Although laser is more costly than more invasive excisional and flap methods, it can still be regarded as cost-effective overall since patients can be discharged within first postoperative day and return to daily life is faster. Minimal postoperative pain is one of the important advantages of laser therapy [2, 19, 29]. In our study, rate of postoperative pain was very low, supporting current literature. Altogether, these unique advantages of laser treatment may contribute to its cost-effectiveness.
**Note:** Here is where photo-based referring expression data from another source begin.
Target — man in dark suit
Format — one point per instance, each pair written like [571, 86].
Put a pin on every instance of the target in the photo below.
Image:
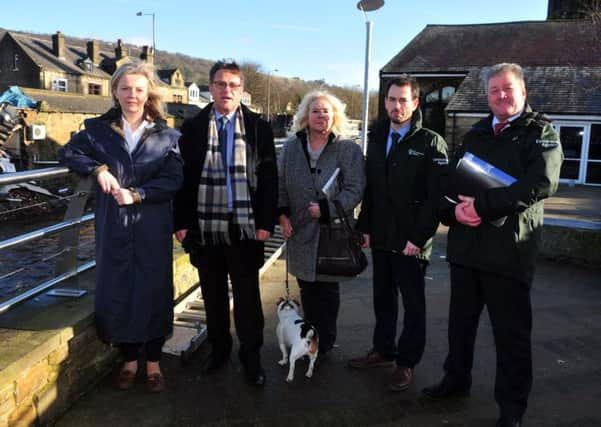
[225, 211]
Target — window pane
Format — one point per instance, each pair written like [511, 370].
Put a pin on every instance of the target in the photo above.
[593, 173]
[571, 141]
[594, 151]
[447, 93]
[432, 96]
[570, 169]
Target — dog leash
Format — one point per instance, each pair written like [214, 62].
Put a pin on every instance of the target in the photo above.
[287, 284]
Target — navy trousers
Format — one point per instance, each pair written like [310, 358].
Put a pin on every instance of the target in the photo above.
[509, 308]
[395, 273]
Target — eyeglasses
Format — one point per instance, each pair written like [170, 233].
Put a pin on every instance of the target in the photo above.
[231, 85]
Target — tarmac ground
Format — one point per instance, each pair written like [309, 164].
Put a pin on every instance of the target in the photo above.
[566, 351]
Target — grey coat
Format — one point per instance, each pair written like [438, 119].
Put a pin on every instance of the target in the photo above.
[298, 187]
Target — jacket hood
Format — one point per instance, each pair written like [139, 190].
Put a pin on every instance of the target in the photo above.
[113, 118]
[527, 116]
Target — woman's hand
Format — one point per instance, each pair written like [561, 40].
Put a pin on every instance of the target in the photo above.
[314, 210]
[286, 227]
[180, 235]
[123, 196]
[107, 181]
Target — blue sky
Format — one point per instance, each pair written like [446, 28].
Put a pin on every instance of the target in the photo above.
[310, 39]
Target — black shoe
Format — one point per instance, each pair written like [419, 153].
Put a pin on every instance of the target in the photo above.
[213, 363]
[256, 377]
[447, 388]
[508, 422]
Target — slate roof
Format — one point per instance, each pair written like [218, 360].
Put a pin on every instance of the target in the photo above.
[561, 60]
[70, 102]
[39, 48]
[449, 48]
[552, 90]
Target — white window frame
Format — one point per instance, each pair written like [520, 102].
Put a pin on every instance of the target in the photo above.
[586, 137]
[60, 85]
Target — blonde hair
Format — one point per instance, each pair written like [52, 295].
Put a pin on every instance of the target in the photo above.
[153, 109]
[301, 118]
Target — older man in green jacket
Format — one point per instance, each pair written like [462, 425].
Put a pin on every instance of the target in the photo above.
[493, 265]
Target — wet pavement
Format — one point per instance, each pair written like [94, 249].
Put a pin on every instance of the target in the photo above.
[567, 368]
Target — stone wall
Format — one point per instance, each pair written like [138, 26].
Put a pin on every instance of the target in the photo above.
[51, 354]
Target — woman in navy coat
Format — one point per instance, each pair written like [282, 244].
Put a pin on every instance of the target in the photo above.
[134, 159]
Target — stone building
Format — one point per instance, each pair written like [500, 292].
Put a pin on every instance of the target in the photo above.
[562, 61]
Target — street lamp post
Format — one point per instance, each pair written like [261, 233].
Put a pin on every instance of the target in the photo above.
[269, 91]
[367, 6]
[154, 51]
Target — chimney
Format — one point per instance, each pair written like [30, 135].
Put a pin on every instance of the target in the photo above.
[147, 54]
[58, 45]
[120, 50]
[94, 51]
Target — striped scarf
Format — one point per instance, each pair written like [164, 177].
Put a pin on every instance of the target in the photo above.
[212, 190]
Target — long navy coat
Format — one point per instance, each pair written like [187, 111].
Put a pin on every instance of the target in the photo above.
[134, 247]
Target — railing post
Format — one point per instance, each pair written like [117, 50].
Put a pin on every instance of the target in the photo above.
[67, 261]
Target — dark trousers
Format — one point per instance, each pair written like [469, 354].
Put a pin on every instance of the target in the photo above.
[508, 303]
[152, 349]
[321, 303]
[241, 260]
[394, 273]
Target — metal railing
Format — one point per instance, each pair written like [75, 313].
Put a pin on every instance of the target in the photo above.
[66, 265]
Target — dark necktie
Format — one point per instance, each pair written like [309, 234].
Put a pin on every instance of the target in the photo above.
[499, 127]
[222, 135]
[394, 139]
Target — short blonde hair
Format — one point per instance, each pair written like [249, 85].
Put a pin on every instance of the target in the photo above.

The retrospective nature and relatively small number of patients are important limitations of this study. Also, having no guideline or consensus on laser treatment for PSD precludes a standardized approach. Taking these limitations into account, favorable results may have been masked especially when laser procedure was implemented with an endoscopic camera. Considering that there is no data regarding the role of endoscopic camera use in laser procedure, this combined treatment modality still increases the value of this study and may provide insight to further evaluate its role.

Conclusion

Laser therapy for PSD is a minimally invasive and safe procedure with advantages of less pain, low complication rate, short hospitalization and rapid recovery, high patient satisfaction, and acceptable recurrence rates. The use of a camera in laser treatment does not seem to add a significant benefit. Therefore, further studies with a large number of patients are required to investigate laser treatment and special attention should be directed to the role of endoscopic camera use.